Advice 101: Only ask for advice if you really want it
Wanna know what I love? I love the guy who asks me for advice and then shoots down every suggestion I have.
Okay, maybe I don't love that so much.
Yes, I've got this here blog, and I have a few opinions every now and again, and I also have that handy little link in the sidebar so people can write me with their questions. Often enough, I don't really have much useful to say about people's dilemmas. Much as I'd like to have all the answers, I really only have like half of them. And it often seems to be the wrong half. (Use a thin coating of soap on the bathroom mirror to prevent fogging. See?)
But I do assume that when someone writes or IMs me with a question, that they, I don't know, want advice.
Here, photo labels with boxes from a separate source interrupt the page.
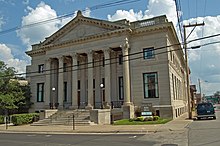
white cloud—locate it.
[0,44,27,73]
[0,17,5,30]
[17,2,60,48]
[17,2,84,50]
[107,0,177,25]
[22,0,29,5]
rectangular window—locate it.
[143,47,155,59]
[143,73,159,98]
[93,79,95,89]
[38,64,44,73]
[102,57,105,67]
[102,78,105,88]
[118,77,124,100]
[77,80,80,90]
[37,83,44,102]
[63,82,67,102]
[118,55,123,65]
[63,63,67,72]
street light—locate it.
[50,87,56,109]
[198,79,208,101]
[100,83,104,109]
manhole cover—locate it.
[161,144,178,146]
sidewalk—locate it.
[0,113,192,134]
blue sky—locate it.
[0,0,220,94]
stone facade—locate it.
[27,12,187,118]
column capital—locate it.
[122,38,130,51]
[70,52,79,59]
[86,50,94,57]
[57,55,65,61]
[103,48,112,54]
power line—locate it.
[0,34,220,78]
[0,0,140,35]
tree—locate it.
[0,61,25,114]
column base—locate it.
[103,102,111,109]
[122,103,134,119]
[85,104,93,110]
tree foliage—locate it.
[0,61,25,113]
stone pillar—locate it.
[104,49,111,108]
[122,38,134,119]
[55,56,64,109]
[71,53,78,109]
[44,58,52,109]
[86,51,93,109]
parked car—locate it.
[196,103,216,120]
[214,104,220,111]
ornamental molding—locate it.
[41,11,129,46]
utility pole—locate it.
[183,22,205,119]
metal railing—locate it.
[111,101,124,109]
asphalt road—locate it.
[188,111,220,146]
[0,133,163,146]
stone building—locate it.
[26,11,187,118]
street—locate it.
[188,111,220,146]
[0,112,220,146]
[0,133,159,146]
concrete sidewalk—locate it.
[0,113,192,134]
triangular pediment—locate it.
[41,10,129,46]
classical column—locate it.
[104,49,111,108]
[122,38,131,105]
[72,53,78,109]
[86,51,93,109]
[55,56,64,109]
[122,38,134,119]
[44,58,52,109]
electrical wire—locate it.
[0,0,140,35]
[0,34,220,78]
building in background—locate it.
[27,11,187,118]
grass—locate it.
[113,118,172,125]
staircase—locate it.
[31,109,94,126]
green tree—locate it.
[0,61,25,115]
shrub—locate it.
[135,107,141,117]
[153,116,160,121]
[11,113,39,125]
[144,117,153,121]
[135,117,144,122]
[128,118,135,122]
[0,115,5,124]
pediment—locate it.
[41,13,128,46]
[53,23,112,44]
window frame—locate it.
[143,47,155,60]
[143,72,159,99]
[118,76,124,100]
[38,64,44,73]
[37,83,44,102]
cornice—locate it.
[42,15,128,45]
[40,28,132,51]
[25,49,46,56]
[132,23,171,34]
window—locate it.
[143,73,159,98]
[93,79,95,89]
[77,80,80,90]
[102,57,105,67]
[118,55,123,64]
[118,77,124,100]
[37,83,44,102]
[63,63,67,72]
[38,64,44,73]
[102,78,105,88]
[143,47,155,59]
[63,82,67,102]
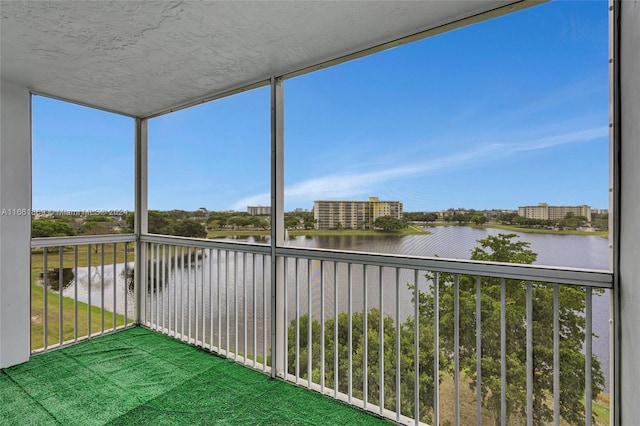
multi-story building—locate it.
[518,203,591,222]
[247,206,271,216]
[313,197,402,229]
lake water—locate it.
[58,226,610,388]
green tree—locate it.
[31,219,77,238]
[373,216,407,231]
[419,234,604,424]
[284,216,300,229]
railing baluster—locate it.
[252,254,258,368]
[42,247,48,351]
[500,278,507,426]
[87,244,93,340]
[216,249,226,354]
[395,268,402,423]
[195,247,203,345]
[282,257,289,372]
[200,248,207,349]
[100,243,104,334]
[347,262,353,404]
[294,258,300,385]
[187,247,191,343]
[413,269,422,426]
[453,274,460,426]
[173,246,182,338]
[262,255,268,372]
[378,266,385,416]
[73,245,78,343]
[584,287,593,426]
[58,246,64,346]
[209,248,213,352]
[147,244,156,328]
[233,251,240,361]
[224,250,229,358]
[112,243,117,331]
[307,259,313,389]
[333,261,339,398]
[242,253,249,365]
[362,265,369,410]
[526,281,533,426]
[180,246,184,340]
[161,244,167,333]
[155,244,162,332]
[476,276,482,425]
[320,260,325,393]
[165,245,176,337]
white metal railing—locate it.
[142,235,271,372]
[142,235,613,425]
[31,234,135,354]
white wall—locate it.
[618,1,640,425]
[0,80,31,368]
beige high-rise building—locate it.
[313,197,402,229]
[518,203,591,222]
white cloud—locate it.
[233,127,608,210]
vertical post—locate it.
[271,77,287,377]
[0,80,31,368]
[134,118,149,324]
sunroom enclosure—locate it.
[0,1,640,424]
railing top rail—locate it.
[140,234,271,254]
[276,247,613,288]
[31,234,136,248]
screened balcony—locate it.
[0,1,640,424]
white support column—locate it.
[616,0,640,425]
[271,78,287,377]
[134,118,149,324]
[0,80,31,368]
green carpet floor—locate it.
[0,327,390,425]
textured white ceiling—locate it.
[0,0,528,117]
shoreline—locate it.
[207,222,609,238]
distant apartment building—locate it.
[313,197,402,229]
[518,203,591,222]
[247,206,271,216]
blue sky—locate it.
[33,1,609,211]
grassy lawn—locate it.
[31,276,133,350]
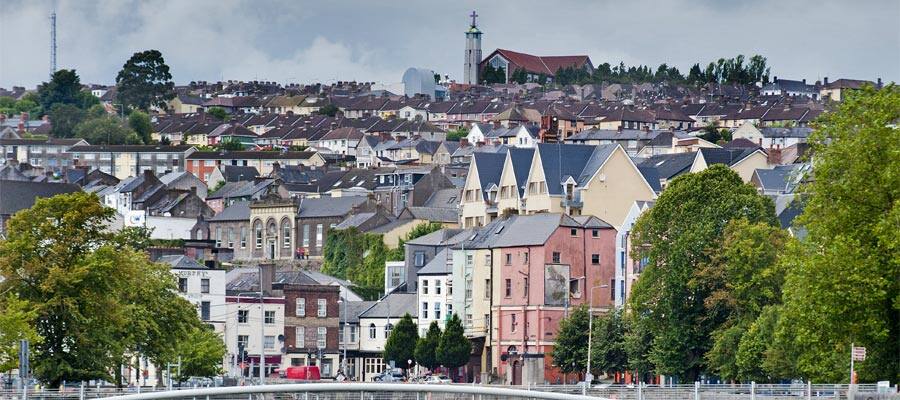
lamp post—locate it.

But something that seems to happen pretty frequently in these circumstances is that this person wants me to fix the issue at hand, to give advice that doesn't require work on their part, or, if the problem is that he's having trouble getting laid, then obviously I'm obligated to sleep with him, as that would solve his problem.
Really, people, didn't your parents teach you anything? Complaining is entirely allowed, but don't ask for advice if you just want to complain. And if you ask for advice and then shoot down everything your friends or anonymous internet chick suggest, my advice is that you should expect them to get annoyed and hang up.

Comments
Most people don't want advice. They want that experience of being given a solution which makes them smack their forehead and say, "Duh! That's so EASY! Why didn't I think of that?" Good advice tends to fall under the category of, "Stop doing the stupid thing which is making you unhappy, silly."